Dies zu erkennen, ist natürlich nicht Sache der Bild-Zeitung, die sicherlich vieles von dem, was die G7-Chefs in ihrer Abschlußerklärung sagen, bedenkenlos unterschreiben würde. Tatsächlich ist diese Abschlußerklärung Ausdruck eben jenes Denkens, das nicht zu Lösungen führen kann, weil es selbst das eigentliche Problem ist, das es zu überwinden gilt.
Dies gilt für die Konfrontationshaltung gegenüber Rußland und China ebenso wie für das meiste, was zu Fragen der Wirtschaft gesagt wird. Angesichts der wachsenden Gefahr einer thermonuklearen Konfrontation zwischen West und Ost, vor der immer mehr Experten warnen, wirkt es geradezu lächerlich, daß sich im vorderen Teil der Erklärung volle sechs (!) der insgesamt 41 Seiten mit Fragen des Gesundheit und jeweils zwei weitere mit dem angeblich vom Menschen gemachten Klimawandel und der Rolle der Frauen befassen, während die außenpolitischen Fragen erst in der hinteren Hälfte der Erklärung behandelt werden. Und noch dazu gießen die Passagen über Rußland und die Ukraine sowie den Inselkonflikt im Südchinesischen Meer noch mehr Öl ins Feuer, anstatt es zu löschen.
Meine Damen und Herren Regierungschefs: Wenn es nicht gelingt, die Kriegsgefahr abzuwenden, dann brauchen wir uns über die Gesundheit, den Klimawandel und die Rolle der Frauen keine Gedanken mehr zu machen!
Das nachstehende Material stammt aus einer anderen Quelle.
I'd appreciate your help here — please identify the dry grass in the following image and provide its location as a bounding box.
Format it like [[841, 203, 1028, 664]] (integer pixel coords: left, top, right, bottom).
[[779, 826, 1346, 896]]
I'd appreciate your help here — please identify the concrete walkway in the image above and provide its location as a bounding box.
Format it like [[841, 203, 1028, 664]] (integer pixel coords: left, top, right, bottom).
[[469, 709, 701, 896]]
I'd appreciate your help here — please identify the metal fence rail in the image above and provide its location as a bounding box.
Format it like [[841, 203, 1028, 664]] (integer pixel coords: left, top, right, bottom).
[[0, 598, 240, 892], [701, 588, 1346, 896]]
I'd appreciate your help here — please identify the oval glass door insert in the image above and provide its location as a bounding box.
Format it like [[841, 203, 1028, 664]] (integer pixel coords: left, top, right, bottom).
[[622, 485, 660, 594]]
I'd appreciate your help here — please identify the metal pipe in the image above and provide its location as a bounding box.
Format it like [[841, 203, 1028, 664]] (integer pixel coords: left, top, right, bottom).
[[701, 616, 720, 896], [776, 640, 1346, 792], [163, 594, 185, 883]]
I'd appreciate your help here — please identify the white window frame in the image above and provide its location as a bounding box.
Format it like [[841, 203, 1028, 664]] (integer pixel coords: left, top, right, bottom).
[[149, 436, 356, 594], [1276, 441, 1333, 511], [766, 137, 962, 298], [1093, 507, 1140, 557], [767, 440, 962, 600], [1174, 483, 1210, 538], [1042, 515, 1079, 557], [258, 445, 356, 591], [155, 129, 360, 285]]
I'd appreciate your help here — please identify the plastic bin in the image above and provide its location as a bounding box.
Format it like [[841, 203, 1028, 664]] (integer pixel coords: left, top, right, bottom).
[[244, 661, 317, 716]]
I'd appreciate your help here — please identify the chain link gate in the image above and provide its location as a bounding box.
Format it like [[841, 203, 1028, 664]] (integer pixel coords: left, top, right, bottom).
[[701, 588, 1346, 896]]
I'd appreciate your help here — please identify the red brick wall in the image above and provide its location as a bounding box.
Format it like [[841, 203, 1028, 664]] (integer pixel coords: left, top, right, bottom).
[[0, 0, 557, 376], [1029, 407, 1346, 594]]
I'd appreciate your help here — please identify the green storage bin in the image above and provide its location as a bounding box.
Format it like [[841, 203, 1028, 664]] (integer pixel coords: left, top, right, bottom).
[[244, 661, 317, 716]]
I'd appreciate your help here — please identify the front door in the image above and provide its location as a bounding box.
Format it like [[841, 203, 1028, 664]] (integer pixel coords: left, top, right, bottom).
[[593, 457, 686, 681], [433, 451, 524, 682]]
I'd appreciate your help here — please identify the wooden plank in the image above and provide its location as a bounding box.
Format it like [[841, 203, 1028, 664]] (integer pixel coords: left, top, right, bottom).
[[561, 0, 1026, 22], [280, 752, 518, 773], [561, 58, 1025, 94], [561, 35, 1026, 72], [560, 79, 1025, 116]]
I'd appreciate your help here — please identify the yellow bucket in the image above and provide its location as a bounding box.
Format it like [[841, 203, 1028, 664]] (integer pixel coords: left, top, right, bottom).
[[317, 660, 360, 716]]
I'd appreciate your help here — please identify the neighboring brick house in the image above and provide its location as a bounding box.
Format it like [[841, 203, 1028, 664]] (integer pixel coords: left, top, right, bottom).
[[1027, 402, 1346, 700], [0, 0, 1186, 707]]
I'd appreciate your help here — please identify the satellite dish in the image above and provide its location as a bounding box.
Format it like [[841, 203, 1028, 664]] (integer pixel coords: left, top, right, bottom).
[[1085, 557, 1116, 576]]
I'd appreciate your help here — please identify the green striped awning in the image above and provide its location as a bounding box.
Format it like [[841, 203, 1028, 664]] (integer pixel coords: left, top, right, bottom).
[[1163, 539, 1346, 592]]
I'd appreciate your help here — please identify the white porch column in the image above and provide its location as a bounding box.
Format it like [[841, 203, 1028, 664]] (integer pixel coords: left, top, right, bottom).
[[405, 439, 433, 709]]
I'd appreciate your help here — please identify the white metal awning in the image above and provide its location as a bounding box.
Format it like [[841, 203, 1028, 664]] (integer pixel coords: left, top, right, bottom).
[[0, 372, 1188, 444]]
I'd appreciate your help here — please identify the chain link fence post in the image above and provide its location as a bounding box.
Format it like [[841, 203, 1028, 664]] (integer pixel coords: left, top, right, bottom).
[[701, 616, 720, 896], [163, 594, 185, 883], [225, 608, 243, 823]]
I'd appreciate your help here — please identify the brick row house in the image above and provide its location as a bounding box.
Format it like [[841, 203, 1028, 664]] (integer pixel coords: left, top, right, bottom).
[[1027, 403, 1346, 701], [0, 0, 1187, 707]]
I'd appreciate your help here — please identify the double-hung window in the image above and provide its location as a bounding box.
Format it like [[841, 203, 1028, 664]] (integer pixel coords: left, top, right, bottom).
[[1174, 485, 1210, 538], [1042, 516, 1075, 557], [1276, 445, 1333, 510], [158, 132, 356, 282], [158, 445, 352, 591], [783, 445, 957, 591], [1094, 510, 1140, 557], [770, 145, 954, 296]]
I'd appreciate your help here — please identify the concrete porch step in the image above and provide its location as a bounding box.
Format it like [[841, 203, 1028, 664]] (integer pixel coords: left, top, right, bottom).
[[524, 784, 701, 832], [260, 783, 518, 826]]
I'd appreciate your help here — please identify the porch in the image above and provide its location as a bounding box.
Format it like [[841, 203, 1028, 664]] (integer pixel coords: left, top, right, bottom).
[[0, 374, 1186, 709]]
Natürlich ist klar, daß das, was in solchen Abschlußerklärungen zu Papier gebracht wird, stets nur ein Kompromiß ist, und es ist davon auszugehen, daß hinter den verschlossenen Türen des Gipfels vieles gesagt wurde, was sich nicht in der Erklärung wiederfindet, weil es nicht gelang, einen Konsens darüber zu finden.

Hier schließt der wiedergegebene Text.